NEW YORK (Reuters Health) – Exercises involving the tongue and soft palate may reduce the severity and symptoms of moderate obstructive sleep apnea (OSA), sleep specialists report in the American Journal of Respiratory and Critical Care Medicine for May 15.

A recent study showed that playing the didgeridoo to train the upper airway muscles “significantly ameliorated OSA syndrome severity and associated symptoms,” according to principal investigator Dr. Geraldo Lorenzi-Filho and associates at the University of Sao Paulo Medical School in Brazil. A didgeridoo is a wind instrument used by Australian Aborigines consisting of a long thick hollowed-out wooden pipe that makes a deep reverberating sound.

With this in mind, the researchers chose a set of isometric and isotonic oropharyngeal exercises derived from speech therapy training that involved suction, swallowing, chewing, breathing and speech. In a clinical trial, 31 patients were randomized to the exercise regimen, to be performed for 30 minutes each day for 3 months, or to a sham “deep breathing” therapy.

At the end of 3 months, the mean apnea-hypopnea index had decreased significantly from 22.4 to 13.7 events per hour (p < 0.01) in the exercise group.
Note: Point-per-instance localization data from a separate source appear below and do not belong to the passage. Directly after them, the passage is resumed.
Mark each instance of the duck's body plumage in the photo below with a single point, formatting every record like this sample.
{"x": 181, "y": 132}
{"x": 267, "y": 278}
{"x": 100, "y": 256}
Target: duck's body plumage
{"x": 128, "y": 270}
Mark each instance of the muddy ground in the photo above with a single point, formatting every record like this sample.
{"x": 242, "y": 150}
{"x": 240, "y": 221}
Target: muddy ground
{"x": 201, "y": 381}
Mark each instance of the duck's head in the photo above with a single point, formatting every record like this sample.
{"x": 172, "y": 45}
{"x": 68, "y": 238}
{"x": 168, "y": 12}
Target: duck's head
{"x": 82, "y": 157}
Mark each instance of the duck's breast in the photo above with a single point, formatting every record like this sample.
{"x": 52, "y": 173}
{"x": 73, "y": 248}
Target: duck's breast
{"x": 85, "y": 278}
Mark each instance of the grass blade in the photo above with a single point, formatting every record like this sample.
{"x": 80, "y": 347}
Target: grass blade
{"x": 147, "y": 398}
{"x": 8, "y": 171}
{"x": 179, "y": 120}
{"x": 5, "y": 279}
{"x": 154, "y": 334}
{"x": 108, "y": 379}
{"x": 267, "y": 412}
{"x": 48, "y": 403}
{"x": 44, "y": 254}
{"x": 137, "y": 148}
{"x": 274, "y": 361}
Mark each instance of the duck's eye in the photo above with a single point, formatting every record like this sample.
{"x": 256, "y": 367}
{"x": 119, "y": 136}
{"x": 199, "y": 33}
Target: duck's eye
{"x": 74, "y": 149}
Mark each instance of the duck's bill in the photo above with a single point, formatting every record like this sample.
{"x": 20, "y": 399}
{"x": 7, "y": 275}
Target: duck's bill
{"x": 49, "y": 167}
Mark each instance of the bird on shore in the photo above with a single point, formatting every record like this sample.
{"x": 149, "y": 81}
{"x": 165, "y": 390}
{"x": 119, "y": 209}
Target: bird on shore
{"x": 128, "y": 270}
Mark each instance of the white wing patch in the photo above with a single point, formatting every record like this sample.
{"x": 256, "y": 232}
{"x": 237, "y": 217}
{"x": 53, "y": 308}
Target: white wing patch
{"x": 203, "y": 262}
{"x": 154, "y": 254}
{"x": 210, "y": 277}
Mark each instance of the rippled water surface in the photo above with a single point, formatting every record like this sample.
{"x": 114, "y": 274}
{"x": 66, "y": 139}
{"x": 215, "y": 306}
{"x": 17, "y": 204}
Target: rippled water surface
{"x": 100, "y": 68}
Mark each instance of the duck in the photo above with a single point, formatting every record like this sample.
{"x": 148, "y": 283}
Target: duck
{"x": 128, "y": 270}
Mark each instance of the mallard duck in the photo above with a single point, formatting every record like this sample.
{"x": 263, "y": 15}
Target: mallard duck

In addition, the Pittsburgh Sleep Quality score improved from 10.2 to 6.9 points and snoring intensity was reduced from "very loud” to "similar to breathing,” (p = 0.001 for both), and Epworth Sleepiness Scale scores dropped from 14 to 8 (p = 0.006). Furthermore, neck circumference fell from 39.6 to 38.5 cm (p = 0.01), “suggesting that the exercises induced upper airway remodeling.” By contrast, no significant changes had occurred in the control group, the authors report. “Our results,” Dr. Lorenzi-Filho and his team conclude, “suggest that this set of oropharyngeal exercises is a promising alternative for the treatment of moderate OSA.” In an accompanying commentary, Dr. Catriona M. Steele from the University of Toronto summarizes the tasks included in the exercise protocol. Many of the exercises she dismisses as unlikely to induce muscle change. However, she believes that balloon inflation and didgeridoo playing require enough air pressure to change the tone or strength of the underlying musculature, as well as the “tongue press-to-palate task.” Future research, she concludes, should investigate nasopharyngeal and tongue pressure resistance exercises to see if they can ameliorate upper airway collapsibility during sleep and determine the optimal treatment elements, such as intensity, frequency, and duration.